The employes, who worked as school bus drivers, aides and mechanics, were among 27 who lost their jobs in August 1984 during a mass screening of school transportation workers. The American Civil Liberties Union filed suit in U.S. District Court against the District school board in March, contending that the drug tests to which the employes submitted were unfair and inaccurate.

Art Spitzer, legal director of the ACLU in metropolitan Washington, said the suit asked for $500,000 in damages for each of the employes dismissed because of the test results.

The suit was not filed until this year, Spitzer said, because the ACLU was awaiting the District Court's decision in another suit between the District school board and a school employe who tested positive for drugs. In February 1986, the court ruled in favor of the employe.

"I think they saw the handwriting on the wall," Spitzer said. "The District thought they might have to pay a lot more if they went to trial."

In the last few years, millions of employes and job applicants around the country have been asked to submit to drug testing. Some of the tests have resulted in firings, and some who have lost their jobs have charged that the random tests violate their Fourth Amendment rights against unreasonable search and seizure, and challenged their dismissal in court.
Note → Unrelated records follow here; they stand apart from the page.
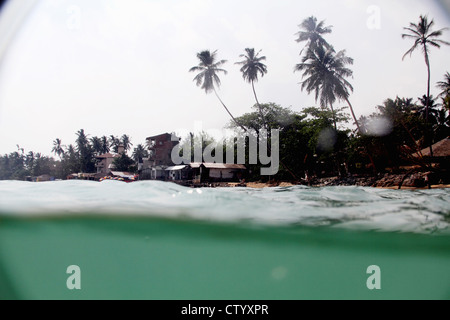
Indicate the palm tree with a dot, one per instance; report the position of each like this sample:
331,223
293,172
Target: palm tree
326,74
207,77
425,38
251,68
97,145
126,142
58,148
105,144
139,153
114,142
312,32
444,86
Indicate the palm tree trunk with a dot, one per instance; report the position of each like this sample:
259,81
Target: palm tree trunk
259,106
234,119
427,61
245,130
360,132
334,117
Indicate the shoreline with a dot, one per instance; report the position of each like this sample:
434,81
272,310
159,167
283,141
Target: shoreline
261,185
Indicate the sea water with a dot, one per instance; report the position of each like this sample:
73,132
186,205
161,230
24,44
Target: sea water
159,240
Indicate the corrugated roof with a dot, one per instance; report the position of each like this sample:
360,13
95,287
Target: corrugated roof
440,149
175,168
107,155
122,174
210,165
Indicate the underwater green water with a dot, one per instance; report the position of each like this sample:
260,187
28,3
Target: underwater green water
162,241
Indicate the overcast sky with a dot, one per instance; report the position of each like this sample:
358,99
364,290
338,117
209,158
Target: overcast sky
114,67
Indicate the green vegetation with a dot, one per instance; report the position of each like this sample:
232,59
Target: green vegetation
316,141
79,157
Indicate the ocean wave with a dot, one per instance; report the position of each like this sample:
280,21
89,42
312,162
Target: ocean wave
361,208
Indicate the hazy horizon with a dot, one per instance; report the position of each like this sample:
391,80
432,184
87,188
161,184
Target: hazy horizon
114,68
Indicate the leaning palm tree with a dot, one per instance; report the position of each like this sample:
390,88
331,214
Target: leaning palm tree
96,145
207,77
424,38
58,147
312,32
126,142
139,153
326,74
251,68
444,86
105,144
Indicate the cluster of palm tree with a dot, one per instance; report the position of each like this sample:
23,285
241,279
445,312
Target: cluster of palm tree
81,156
425,38
325,71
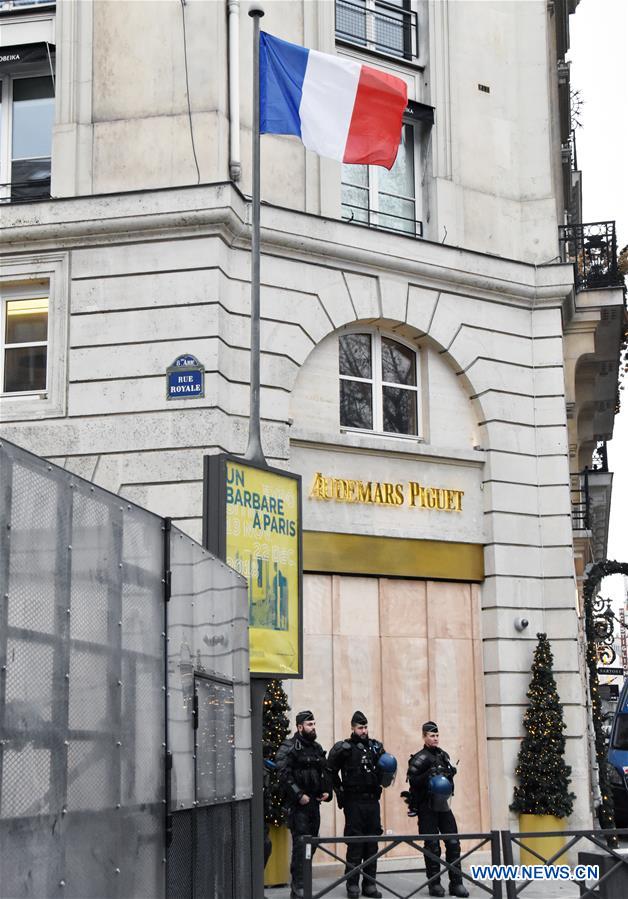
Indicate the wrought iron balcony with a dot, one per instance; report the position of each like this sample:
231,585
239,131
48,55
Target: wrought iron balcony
581,503
386,27
383,221
592,249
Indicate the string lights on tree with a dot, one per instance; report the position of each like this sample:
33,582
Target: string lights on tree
544,778
276,724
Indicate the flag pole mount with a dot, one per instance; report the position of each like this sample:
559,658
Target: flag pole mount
254,451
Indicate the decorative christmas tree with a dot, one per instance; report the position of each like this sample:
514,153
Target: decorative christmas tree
276,728
544,777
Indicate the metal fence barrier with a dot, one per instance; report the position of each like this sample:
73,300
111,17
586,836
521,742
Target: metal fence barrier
484,842
125,731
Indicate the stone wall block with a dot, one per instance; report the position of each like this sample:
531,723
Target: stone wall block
364,291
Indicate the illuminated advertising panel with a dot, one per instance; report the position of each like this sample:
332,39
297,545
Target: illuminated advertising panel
253,522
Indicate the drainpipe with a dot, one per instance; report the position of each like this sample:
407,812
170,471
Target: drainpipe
233,13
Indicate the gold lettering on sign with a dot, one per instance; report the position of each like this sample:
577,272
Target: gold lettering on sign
386,493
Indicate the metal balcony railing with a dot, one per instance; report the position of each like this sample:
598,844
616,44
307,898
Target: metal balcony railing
390,28
25,191
581,502
20,4
592,249
383,221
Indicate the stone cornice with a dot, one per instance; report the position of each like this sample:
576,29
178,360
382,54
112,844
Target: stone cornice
221,209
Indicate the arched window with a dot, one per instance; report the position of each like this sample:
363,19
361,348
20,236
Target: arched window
378,384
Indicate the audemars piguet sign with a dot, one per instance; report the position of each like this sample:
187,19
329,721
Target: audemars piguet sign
386,493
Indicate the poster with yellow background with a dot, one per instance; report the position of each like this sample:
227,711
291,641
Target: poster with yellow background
262,544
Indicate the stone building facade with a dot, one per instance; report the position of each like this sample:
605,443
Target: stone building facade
442,356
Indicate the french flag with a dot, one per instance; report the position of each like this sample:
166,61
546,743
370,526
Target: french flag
337,106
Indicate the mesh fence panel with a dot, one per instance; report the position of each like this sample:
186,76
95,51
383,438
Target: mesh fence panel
82,671
208,658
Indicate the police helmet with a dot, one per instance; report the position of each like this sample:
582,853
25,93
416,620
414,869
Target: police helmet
387,767
440,790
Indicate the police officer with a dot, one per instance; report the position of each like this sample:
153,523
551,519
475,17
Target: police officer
357,784
429,770
306,783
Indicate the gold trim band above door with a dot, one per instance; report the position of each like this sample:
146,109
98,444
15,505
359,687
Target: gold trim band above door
328,552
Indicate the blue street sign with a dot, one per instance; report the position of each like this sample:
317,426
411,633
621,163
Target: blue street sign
185,378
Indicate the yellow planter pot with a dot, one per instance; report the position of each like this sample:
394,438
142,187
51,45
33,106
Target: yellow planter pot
545,846
277,871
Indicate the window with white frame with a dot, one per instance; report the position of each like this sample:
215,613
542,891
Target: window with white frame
385,26
379,389
26,120
24,341
33,336
379,198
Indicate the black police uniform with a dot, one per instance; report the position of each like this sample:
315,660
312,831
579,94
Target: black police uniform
353,764
303,770
422,765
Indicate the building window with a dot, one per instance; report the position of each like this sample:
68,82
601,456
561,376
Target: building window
33,336
384,26
378,198
26,120
25,345
378,384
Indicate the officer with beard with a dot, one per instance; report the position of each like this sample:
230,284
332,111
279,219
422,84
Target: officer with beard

The District school board has appealed part of the 1986 ruling in the other case, insisting that drug testing does not violate employes' Fourth Amendment rights. The District Court of Appeals has not yet resolved the issue, Spitzer said.

Still, Spitzer hailed Monday's settlement in the District as a "significant victory" for the fired employes. He said they chose not to bring the case to court partly because they believed it would take at least another year for a ruling to be made, and damages awarded.

In addition to dividing the $315,000, Spitzer said, the former employes will have the 1984 test results erased from their employment records and will be allowed to return to their jobs.

Attorneys for the District school board said yesterday that five of the employes have decided to return to work. But as part of the settlement, the attorneys said, the employes agreed to be tested for drug use during routine physical examinations.

"That was an essential component of the settlement," said an attorney for the District school board. "The District is very concerned about the safety and well-being of public school children being serviced by these employes."

The suit contended that results of the kind of test administered to the employes in 1984 did not confirm the presence of drugs in their bodies, Spitzer said. He also charged that the fired employes did not receive due process when they were dismissed.

Those allegations are neither confirmed nor denied in the settlement, according to attorneys for the District school board. But they acknowledged that the 1986 District Court decision involving another school employe who was fired after taking the same kind of drug test partly influenced their decision to settle the matter without going to trial.